Or until no guy is interested in her anymore.


----------



## itsontherocks (Sep 7, 2015)

Yosemite said:


> Some people are just not designed to stay with the same person long term.
> 
> The first failed marriage is an indicator.


Pretty general idea. No? What if one person wants to fix the marriage, but the other just does absolutely nothing?


----------



## Emerging Buddhist (Apr 7, 2016)

Yosemite said:


> I'm sure we all know someone who is in a successful second marriage.
> 
> That doesn't change the fact that most second marriages fail.


And I am thankful mine did... after i walked in on them in our apartment she said her cheating surprised even her.

Some things end blissfully sudden...


----------



## itsontherocks (Sep 7, 2015)

Yosemite said:


> Or until no guy is interested in her anymore.
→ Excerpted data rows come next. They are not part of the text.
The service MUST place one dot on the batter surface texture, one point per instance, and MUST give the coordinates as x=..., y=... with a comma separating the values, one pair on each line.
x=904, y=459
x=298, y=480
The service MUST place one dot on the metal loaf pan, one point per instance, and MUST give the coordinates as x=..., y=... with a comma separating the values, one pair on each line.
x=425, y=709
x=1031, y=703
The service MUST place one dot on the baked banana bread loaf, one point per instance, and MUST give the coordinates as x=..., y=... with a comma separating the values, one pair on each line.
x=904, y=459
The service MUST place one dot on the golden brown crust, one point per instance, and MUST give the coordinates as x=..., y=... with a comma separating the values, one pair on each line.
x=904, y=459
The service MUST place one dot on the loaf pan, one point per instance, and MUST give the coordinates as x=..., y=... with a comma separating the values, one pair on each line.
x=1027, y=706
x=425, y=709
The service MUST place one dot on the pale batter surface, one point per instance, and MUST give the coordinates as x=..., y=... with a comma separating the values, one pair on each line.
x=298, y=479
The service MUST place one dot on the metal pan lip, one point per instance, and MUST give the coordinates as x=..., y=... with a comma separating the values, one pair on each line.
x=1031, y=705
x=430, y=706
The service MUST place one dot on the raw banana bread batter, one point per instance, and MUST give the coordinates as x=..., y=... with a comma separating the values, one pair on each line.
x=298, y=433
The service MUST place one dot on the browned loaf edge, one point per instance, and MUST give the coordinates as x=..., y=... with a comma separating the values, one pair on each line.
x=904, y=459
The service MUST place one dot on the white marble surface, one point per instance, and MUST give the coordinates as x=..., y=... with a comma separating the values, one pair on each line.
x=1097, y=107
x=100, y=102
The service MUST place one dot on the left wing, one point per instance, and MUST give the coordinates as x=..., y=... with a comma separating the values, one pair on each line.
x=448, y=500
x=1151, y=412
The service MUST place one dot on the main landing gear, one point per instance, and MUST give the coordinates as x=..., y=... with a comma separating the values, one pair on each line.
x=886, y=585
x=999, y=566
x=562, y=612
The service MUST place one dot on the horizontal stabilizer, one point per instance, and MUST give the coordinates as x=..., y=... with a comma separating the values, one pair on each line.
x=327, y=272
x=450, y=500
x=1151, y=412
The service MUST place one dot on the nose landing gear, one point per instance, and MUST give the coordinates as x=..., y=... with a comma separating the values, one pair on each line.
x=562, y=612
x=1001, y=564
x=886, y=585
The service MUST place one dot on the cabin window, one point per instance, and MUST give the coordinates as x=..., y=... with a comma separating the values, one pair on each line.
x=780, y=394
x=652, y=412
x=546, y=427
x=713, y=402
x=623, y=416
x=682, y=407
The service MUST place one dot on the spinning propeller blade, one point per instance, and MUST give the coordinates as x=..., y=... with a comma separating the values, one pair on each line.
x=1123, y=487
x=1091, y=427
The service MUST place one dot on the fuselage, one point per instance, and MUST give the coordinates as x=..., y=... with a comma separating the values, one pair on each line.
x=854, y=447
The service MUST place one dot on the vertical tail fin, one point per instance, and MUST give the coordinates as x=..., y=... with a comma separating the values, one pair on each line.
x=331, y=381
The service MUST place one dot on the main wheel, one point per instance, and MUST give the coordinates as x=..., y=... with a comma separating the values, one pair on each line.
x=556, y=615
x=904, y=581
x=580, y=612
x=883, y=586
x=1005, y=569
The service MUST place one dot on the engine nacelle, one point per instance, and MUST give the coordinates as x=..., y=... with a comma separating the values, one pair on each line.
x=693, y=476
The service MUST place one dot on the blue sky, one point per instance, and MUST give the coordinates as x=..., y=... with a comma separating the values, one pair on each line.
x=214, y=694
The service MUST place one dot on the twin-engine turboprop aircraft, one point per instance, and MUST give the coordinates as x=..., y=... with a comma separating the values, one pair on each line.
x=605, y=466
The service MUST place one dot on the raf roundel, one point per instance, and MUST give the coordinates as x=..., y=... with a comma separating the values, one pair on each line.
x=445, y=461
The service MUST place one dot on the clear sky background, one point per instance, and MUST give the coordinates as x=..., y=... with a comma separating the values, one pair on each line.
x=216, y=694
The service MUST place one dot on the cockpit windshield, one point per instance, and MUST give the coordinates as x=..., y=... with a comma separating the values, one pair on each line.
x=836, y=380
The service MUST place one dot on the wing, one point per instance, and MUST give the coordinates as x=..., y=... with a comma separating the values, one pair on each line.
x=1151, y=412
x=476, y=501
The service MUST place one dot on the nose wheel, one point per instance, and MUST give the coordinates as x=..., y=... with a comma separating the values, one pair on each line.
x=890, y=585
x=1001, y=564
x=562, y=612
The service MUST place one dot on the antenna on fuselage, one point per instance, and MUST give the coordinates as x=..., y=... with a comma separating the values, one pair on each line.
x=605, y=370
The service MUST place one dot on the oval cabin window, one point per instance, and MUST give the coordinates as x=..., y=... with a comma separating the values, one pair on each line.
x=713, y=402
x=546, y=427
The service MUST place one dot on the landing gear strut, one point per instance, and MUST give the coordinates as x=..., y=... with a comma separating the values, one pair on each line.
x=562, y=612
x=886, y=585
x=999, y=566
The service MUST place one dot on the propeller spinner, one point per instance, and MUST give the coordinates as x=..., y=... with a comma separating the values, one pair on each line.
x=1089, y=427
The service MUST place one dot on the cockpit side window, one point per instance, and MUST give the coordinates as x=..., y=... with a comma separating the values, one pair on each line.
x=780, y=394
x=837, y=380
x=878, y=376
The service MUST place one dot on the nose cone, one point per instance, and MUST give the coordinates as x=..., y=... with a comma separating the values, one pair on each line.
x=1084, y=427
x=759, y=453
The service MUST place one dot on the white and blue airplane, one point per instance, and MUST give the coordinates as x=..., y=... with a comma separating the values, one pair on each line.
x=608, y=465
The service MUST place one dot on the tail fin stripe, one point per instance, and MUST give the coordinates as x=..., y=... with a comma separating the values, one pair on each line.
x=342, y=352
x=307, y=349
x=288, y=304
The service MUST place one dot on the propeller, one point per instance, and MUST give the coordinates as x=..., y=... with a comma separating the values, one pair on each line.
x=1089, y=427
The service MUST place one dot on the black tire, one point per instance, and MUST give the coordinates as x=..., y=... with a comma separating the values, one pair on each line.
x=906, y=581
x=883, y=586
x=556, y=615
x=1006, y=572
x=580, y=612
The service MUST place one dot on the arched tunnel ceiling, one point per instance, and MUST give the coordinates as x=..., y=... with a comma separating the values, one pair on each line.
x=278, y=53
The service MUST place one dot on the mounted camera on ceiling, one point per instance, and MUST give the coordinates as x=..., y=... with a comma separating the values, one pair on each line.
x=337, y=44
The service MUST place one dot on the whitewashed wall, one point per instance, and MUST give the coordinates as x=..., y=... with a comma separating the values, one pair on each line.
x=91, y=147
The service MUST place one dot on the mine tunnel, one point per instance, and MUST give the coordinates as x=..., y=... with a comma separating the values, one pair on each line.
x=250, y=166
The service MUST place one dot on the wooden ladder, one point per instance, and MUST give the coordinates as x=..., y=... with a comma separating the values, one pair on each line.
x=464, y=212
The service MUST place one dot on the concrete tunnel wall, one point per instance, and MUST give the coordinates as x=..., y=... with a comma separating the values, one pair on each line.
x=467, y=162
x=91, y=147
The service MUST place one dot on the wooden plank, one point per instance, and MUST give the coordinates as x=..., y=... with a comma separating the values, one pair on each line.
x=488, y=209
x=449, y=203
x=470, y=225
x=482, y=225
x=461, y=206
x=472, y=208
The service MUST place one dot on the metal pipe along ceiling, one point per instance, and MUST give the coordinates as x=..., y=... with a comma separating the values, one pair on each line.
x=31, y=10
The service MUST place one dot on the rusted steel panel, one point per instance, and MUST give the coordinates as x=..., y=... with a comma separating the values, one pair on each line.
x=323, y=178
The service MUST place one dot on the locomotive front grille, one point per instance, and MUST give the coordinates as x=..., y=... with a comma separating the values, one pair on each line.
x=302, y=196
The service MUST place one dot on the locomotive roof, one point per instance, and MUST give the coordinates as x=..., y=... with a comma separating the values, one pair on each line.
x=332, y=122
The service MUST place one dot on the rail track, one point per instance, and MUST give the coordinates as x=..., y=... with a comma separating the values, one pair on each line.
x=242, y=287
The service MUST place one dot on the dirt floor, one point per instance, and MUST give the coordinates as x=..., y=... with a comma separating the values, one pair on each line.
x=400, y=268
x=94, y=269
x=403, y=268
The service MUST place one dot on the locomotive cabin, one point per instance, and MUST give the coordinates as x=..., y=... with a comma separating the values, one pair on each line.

She's a very attractive, educationally smart woman, just is in a big depression which she refuses to get proper help. She will not have an issue finding another man. She has a very poor opinion of herself. With that said, if she won't take care of herself, we didn't have a chance. She will disagree, but I fought to the end to reboot the marriage and our relationship. She couldn't care less. When I filed, she just said I just want this over with. Yet, she wouldn't file herself. The woman needs serious help. My therapist said this and even her therapist told me the same. **** (her name, not bad word) needs serious help to work through her personal and emotional issues. Yet, she'd only go to the psch. once a month??? Breaks my heart. It's like watching someone die a slow death.


----------



## Catherine602 (Oct 14, 2010)

I've read that neither of those stats are accurate. The picture is much more optimistic.

2nd marriages don't need to be less successful than 1st if, as you said, the problems from the first are addressed. People have a tendency to walk into 2nd relationships before they have had time to figure out what killed the first one. 

The solution is to wait for a few yrs before getting into a serious relationship and work out personal issues.


----------



## MrsHolland (Jun 18, 2016)

Yosemite said:


> I'm sure we all know someone who is in a successful second marriage.
> 
> That doesn't change the fact that most second marriages fail.


Yes most second marriages fail but you originally said that a failed first marriage is an indicator that some people are not designed for long term marriage. That is not necessarily true, many people have better second marriages than first.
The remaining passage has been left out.